Yangında bir ağaç bomba şeklinde patladı: Upuzun sürüngen

bitkiler havaya fırladılar bir an için; can çekiştiler, sonrasında

düştüler gene. Bunu gören ufak oğlanlar bağrıştılar:

“Yılanlar! Yılanlar! Yılanlara bakın!”

Hiç kimse farkına varmadan güneş batıda iyice alçalmış,

denizin birkaç parmak üstünde kalmıştı. Alttan gelen kızıl bir

ışık, çocukların yüzüne vuruyordu. Domuzcuk, bir kayanın

üstüne yığıldı; iki eliyle sıkı sıkı sarıldı kayaya:

“Yüzünde bir kir olan… O minicik… Nerede… Nerede

şimdi. Onu göremiyorum diyorum size.”

Çocuklar, korkuyla birbirlerine baktılar. İnanmak

istemiyorlardı.

“O nerede şimdi?..”

Avcılar Mutlu Son

Ralph utanmış gibi mırıldandı:

“bir ihtimal geri dönmüştür oraya, şeye…”

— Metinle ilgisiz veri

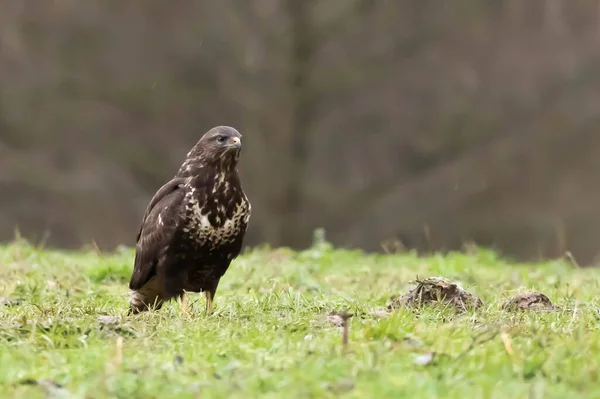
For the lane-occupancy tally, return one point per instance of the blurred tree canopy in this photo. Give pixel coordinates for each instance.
(413, 123)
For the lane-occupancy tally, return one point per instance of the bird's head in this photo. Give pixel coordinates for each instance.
(219, 147)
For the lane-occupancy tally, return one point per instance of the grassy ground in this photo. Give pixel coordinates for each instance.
(271, 336)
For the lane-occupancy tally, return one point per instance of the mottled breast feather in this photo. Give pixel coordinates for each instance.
(216, 213)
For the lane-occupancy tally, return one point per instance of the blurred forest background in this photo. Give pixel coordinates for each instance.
(417, 123)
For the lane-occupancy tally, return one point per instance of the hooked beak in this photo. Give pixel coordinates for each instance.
(236, 143)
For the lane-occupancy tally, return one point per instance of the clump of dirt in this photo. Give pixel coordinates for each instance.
(436, 290)
(338, 319)
(529, 301)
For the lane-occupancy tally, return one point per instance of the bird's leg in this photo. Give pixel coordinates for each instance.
(209, 294)
(183, 305)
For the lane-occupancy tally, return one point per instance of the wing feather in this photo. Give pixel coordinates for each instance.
(160, 221)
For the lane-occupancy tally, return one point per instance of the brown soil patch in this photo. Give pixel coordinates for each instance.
(529, 301)
(436, 290)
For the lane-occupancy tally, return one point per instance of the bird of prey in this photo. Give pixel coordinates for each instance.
(193, 227)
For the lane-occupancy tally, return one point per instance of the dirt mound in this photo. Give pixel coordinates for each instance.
(436, 290)
(529, 301)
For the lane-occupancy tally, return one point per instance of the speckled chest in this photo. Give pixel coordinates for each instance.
(216, 215)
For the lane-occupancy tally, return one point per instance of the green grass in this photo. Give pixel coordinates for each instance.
(270, 335)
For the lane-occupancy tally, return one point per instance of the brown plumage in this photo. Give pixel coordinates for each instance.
(193, 227)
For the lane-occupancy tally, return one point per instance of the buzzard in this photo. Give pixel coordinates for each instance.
(193, 227)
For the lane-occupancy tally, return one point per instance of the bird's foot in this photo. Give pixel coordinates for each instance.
(184, 309)
(209, 306)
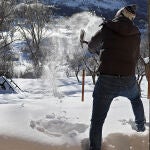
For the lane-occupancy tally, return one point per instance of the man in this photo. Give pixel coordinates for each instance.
(120, 41)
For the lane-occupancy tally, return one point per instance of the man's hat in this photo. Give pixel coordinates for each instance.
(127, 11)
(131, 8)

Aşağılarda, dağın çocuklara düşman olan yamacında,

yangının davulları gümleyip duruyordu.

3

Kumsalda Kulübeler

Jack iki büklümdü. Yarışa adım atmak üzere olan bir koşucu

gibiydi. Burnu, nemli toprağa değdi değecek. Tepesindeki

ağaç gövdeleri ve bunlara sarılan sürüngen bitkiler, otuz ayak

yukarılarda, yeşil bir alacakaranlık içinde yok oluyorlardı.

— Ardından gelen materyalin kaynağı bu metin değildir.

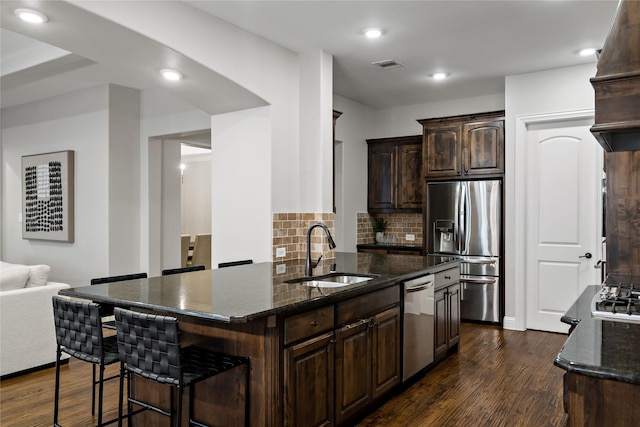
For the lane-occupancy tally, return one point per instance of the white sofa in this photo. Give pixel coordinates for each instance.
(27, 333)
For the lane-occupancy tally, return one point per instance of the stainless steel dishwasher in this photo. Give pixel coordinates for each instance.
(418, 328)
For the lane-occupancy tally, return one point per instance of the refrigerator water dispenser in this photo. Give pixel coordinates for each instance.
(443, 236)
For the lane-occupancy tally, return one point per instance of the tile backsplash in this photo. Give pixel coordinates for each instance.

Fundalık, çepeçevre sarmıştı Jack’ı. Domuzların buradan

geçtiğini gösteren bir iz yoktu hemen hemen. Kırılan bir dal, belki

de toprakta bir toynağın yarısının biçimi vardı ancak. Jack

çenesini göğsüne dayadı, onları mevzuşmaya zorlamak

istercesine, dik dik baktı bu izlere. Sonrasında ellerini toprağa

dayadı; böyle dört oturmadannde yürümenin rahatsızlığına

aldırmadan, bir köpek gibi beş yarda ilerleyip durdu. Orada

halka biçimini alan bir sürüngen nebat gaslıne ilişmişti. Bu

halkanın içinden atlayıp geçen domuzlar, sert kıllarını sürte

sürte, bitkinin bir boğumundan sarkan filizin altını

cilalamışlardı sanki.

Çömelen Jack, bir ipucu saydığı bu filize iyice yaklaştırdı

yüzünü; sonrasında ileriye, bitkiler arasındaki alacakaranlığa baktı.

Kızılımtrak sarı saçları, adaya ilk düştükleri sırada

olduğundan, hem bir fazlaca daha uzun, hem de daha açık renkti

şimdi. Çıplak sırtında bir yığın koyu çiller ve derisi soyulan

güneş yanıkları vardı. Sağ elinde tuttuğu, aşağı yukarı beş

ayak uzunluğunda ucu sivrilmiş sopayı yerde sürüklüyordu.

Bıçağının aslolanı olduğu kemerle beline tutturulan paramparça

bir şorttan başka bir şey yoktu üstünde. Gözlerini kapadı,

başını kaldırdı; burun deliklerini yana doğru açarak, ılık hava

akımından bilgi edinmek istercesine, hafifçe hafifçe içine çekti

havayı. Jack da, orman da hiç kıpırdamıyordu.